Microsoft Broadens Its Licensing EffortsMicrosoft Broadens Its Licensing Efforts
Vendor to make code available to technology companies, schools, and others.
After years of exercising tight-fisted control over its software, Microsoft last week revealed plans to make its intellectual property more readily available to technology companies, researchers, and others. Yet, it's unclear who might want Microsoft's code, trademarks, or copyrights--or, beyond some introductory pricing, what terms they'll have to meet to get them.
As steps in the new direction, Microsoft introduced a licensing program for its ClearType technology, which makes text easier to read on LCD screens, and another for its File Allocation Table file system, which supports media sharing between PCs and other devices. Two licensees are queued up: Agfa Monotype Corp. will use ClearType in conjunction with its own iType font-rendering subsystem for consumer electronics. Lexar Media Inc. plans to use the File Allocation Table system to support interoperability across its memory cards, cameras, and other consumer electronics.
The new strategy could appease regulators, senior VP Smith says. |
"It's a smart move," says Al Gillen, a software analyst with IDC who believes the strategy, if successful, could lead to even wider use of Microsoft technologies. "This is something of a mind-set shift for Microsoft," he says.
A more limited licensing policy has been in place for two years, and Microsoft has made its technology available for more than two years to partners through cross-licensing agreements.

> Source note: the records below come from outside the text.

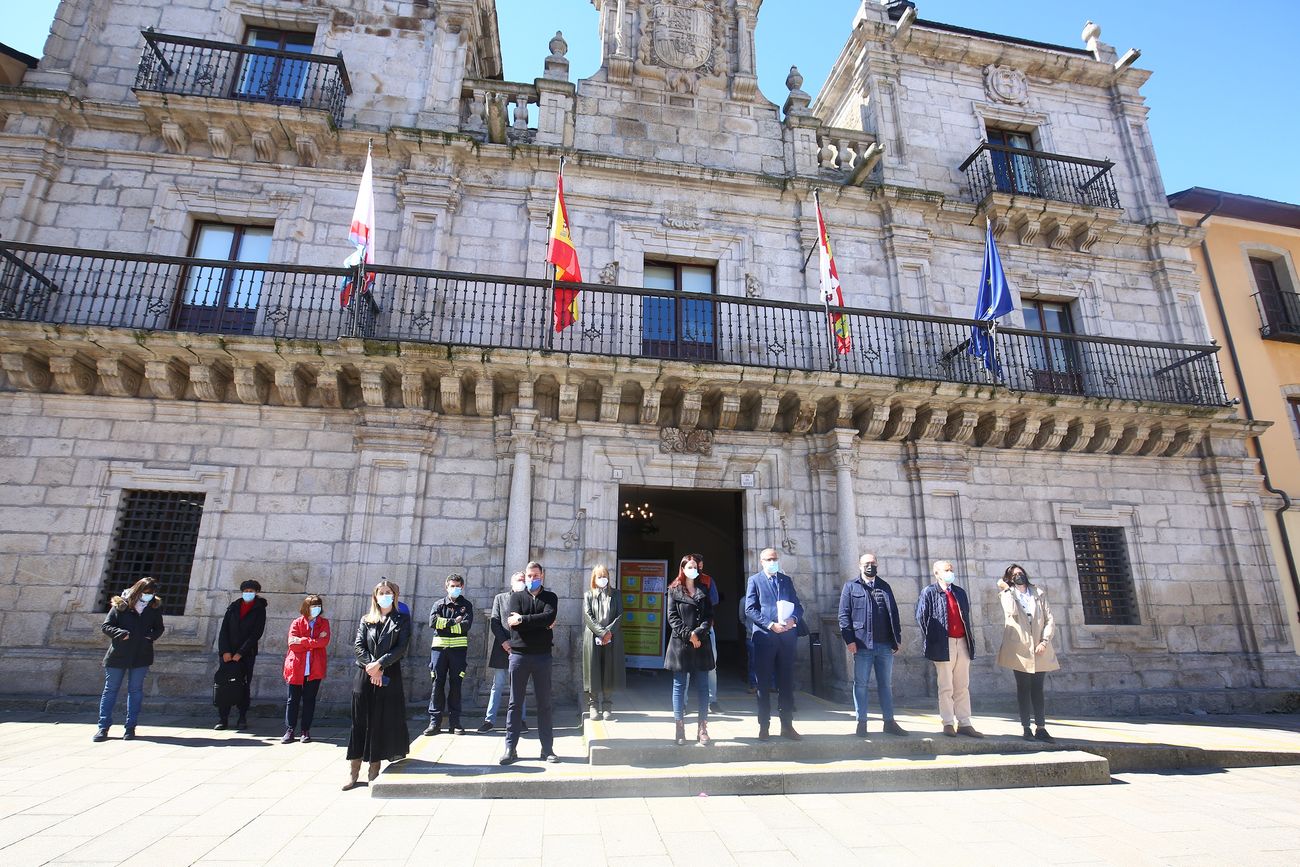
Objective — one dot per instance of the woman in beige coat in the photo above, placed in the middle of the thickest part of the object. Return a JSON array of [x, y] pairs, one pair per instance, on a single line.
[[602, 644], [1027, 632]]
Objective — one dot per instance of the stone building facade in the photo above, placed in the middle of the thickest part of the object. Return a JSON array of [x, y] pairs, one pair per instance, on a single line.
[[450, 429]]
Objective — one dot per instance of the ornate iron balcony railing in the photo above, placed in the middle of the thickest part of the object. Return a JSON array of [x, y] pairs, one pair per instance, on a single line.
[[161, 293], [225, 70], [997, 168]]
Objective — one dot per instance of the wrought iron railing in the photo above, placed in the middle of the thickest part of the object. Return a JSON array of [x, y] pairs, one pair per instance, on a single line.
[[160, 293], [1279, 315], [997, 168], [225, 70]]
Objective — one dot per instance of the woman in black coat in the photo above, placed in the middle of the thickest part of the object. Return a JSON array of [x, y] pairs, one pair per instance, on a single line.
[[378, 702], [134, 623], [241, 631], [690, 618]]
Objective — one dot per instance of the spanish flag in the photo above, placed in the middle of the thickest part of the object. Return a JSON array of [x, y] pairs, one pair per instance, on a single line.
[[563, 256], [831, 291]]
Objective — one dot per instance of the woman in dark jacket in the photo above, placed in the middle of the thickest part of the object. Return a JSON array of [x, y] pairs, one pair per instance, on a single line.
[[241, 631], [134, 623], [378, 702], [690, 618]]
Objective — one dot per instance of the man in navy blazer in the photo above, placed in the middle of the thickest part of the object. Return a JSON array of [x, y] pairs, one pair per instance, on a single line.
[[774, 638]]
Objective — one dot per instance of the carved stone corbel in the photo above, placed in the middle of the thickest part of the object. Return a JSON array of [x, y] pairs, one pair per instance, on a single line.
[[209, 380], [689, 412], [120, 375], [449, 391], [27, 371], [73, 373], [167, 378], [291, 386], [252, 384], [650, 404]]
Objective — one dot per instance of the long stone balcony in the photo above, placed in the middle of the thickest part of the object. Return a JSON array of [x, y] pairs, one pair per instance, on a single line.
[[131, 325], [200, 68]]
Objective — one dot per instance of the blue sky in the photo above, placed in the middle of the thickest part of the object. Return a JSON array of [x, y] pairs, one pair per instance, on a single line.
[[1223, 107]]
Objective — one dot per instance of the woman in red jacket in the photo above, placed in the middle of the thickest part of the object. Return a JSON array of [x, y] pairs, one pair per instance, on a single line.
[[304, 666]]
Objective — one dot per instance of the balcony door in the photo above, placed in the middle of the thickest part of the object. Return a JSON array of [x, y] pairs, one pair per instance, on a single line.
[[222, 299], [274, 79], [1054, 363], [1013, 172], [683, 326]]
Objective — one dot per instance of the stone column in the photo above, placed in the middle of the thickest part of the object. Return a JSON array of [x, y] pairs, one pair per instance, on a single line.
[[519, 517]]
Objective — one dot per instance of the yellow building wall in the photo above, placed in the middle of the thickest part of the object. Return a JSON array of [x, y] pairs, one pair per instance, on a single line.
[[1268, 365]]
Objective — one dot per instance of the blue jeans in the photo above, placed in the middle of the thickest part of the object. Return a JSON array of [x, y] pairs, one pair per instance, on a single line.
[[113, 679], [499, 688], [679, 694], [880, 658]]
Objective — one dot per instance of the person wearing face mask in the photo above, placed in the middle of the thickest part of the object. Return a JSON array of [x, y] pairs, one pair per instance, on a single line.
[[304, 666], [602, 645], [944, 615], [237, 642], [498, 655], [1027, 632], [134, 621], [450, 620], [869, 624], [378, 699], [529, 616], [772, 611]]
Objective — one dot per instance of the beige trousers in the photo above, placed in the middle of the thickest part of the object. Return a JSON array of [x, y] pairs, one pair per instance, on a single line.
[[954, 681]]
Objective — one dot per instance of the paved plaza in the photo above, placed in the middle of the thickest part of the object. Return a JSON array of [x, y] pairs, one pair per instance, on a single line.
[[183, 794]]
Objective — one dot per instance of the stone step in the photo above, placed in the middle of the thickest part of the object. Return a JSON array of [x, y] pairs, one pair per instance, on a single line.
[[417, 779]]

What's different now is the "pace and scope" of the effort, says Microsoft VP and deputy general counsel Marshall Phelps, who characterized the earlier policy as ad hoc and "inward facing." The revised policy, he says, is meant to be more structured and open.

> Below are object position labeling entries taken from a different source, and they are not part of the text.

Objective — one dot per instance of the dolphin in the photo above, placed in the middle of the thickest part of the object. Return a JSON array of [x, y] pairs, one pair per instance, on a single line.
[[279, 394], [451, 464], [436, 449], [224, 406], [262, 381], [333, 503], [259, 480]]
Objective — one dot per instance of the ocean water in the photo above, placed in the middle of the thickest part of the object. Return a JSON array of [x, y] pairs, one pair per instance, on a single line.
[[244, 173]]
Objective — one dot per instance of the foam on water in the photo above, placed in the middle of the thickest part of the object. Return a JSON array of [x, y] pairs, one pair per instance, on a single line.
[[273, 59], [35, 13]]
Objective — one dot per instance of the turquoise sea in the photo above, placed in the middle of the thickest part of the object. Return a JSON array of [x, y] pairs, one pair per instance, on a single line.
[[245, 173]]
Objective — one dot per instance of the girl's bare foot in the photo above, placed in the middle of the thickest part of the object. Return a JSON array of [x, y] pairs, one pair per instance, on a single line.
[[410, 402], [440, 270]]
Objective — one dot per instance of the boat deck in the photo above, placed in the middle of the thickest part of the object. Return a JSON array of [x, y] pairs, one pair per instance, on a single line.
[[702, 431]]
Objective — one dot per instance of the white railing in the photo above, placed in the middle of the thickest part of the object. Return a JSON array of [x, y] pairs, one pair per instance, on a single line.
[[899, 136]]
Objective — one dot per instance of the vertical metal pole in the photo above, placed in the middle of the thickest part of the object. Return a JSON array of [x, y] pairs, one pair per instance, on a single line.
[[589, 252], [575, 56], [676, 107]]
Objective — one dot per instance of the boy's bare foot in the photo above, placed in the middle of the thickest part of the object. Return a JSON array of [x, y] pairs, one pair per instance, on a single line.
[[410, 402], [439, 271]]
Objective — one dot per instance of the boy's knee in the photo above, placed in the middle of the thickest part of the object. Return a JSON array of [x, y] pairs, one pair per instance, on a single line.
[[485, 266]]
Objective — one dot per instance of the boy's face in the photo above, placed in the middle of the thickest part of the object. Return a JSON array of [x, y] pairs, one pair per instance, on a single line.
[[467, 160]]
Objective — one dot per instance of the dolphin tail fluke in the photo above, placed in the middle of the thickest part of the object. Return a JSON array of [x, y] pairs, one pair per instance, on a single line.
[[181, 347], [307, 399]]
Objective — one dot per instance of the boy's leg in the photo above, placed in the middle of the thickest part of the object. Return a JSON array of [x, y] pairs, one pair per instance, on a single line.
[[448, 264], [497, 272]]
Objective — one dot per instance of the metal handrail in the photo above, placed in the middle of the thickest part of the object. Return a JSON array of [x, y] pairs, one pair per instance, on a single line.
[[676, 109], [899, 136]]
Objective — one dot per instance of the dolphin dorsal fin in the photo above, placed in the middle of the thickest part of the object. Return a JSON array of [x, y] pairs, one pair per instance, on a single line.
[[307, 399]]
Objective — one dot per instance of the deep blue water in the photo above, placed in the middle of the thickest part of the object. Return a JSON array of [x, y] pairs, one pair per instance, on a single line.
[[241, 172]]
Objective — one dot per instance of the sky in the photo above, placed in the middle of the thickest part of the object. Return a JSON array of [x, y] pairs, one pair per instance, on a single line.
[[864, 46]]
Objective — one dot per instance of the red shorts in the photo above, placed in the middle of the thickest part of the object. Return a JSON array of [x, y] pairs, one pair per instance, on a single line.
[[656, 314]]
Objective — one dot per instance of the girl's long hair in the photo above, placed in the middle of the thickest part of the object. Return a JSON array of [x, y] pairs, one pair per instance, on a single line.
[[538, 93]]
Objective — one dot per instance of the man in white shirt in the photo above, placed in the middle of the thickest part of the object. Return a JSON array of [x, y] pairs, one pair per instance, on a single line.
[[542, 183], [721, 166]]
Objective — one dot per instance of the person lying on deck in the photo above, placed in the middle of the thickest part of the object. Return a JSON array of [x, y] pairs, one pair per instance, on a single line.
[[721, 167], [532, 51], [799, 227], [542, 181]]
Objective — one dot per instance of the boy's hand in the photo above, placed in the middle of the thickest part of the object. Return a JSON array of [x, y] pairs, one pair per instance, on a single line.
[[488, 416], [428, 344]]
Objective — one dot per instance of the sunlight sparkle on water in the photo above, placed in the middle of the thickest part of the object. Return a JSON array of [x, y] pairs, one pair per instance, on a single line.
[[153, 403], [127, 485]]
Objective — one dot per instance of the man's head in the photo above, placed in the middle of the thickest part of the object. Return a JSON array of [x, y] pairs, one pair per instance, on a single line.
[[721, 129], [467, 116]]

Microsoft has 4,000 technology patents and 5,400 patents pending, all of which are now available for potential licensing. Terms vary, with royalty-free use of Microsoft software provided for schools and certain industry standards, such as Web services, and fee-based licenses in other cases. The price to license the File Allocation Table system is 25 cents per device; a ClearType license ranges from $1 to $3 per unit.
The change of heart is explained by a growing interest among companies in licensing Microsoft's technology, company officials say. But the move also might be interpreted as a response to the rising popularity of open-source software or pressure by government regulators in the United States and Europe to create a more open software environment. Microsoft officials deny those factors directly influenced the strategy change but admit a successful intellectual-property program could help Microsoft in both areas. The move is "consistent with the steps government regulators have been asking us to take," Microsoft general counsel and senior VP Brad Smith said in a conference call with media and analysts.

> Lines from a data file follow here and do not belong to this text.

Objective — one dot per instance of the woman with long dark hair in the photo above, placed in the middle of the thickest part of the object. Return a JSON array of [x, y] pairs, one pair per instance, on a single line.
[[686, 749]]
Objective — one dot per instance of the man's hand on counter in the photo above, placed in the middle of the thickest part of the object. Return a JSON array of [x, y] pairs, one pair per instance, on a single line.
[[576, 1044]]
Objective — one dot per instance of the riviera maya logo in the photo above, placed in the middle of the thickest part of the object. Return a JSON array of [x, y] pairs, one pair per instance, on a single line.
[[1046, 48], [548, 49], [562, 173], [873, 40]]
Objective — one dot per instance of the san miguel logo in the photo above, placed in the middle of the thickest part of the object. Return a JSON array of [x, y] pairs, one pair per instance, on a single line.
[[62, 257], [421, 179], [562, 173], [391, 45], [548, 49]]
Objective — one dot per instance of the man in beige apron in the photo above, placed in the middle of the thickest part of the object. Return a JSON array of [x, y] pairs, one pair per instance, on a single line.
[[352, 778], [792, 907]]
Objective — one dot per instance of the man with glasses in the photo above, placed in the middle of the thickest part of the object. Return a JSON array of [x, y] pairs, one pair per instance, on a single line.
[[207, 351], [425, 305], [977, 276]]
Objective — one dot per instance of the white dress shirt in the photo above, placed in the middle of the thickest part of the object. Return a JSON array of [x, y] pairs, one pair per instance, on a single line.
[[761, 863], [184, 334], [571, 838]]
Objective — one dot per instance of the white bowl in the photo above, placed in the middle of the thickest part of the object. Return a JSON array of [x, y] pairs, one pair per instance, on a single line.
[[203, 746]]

Microsoft's existing licensing programs include its Shared Source Initiative, which makes the Windows CE operating system, the C# language, and other code available under certain conditions to schools, governments, customers, and other software companies. Last year, in compliance with terms of its antitrust settlement with the Justice Department, Microsoft began licensing some of its communications protocols. Last month, the company made the XML reference schemas in Office 2003 available for free download.
The closely held Windows source code may even be available to license, though company officials say they'll be cautious about any such requests.
A few software vendors expressed support for Microsoft's plan, but not everyone is lining up. A spokeswoman for Red Hat Inc., contacted by E-mail, responded that the Linux distributor has "no interest in licensing Microsoft technologies."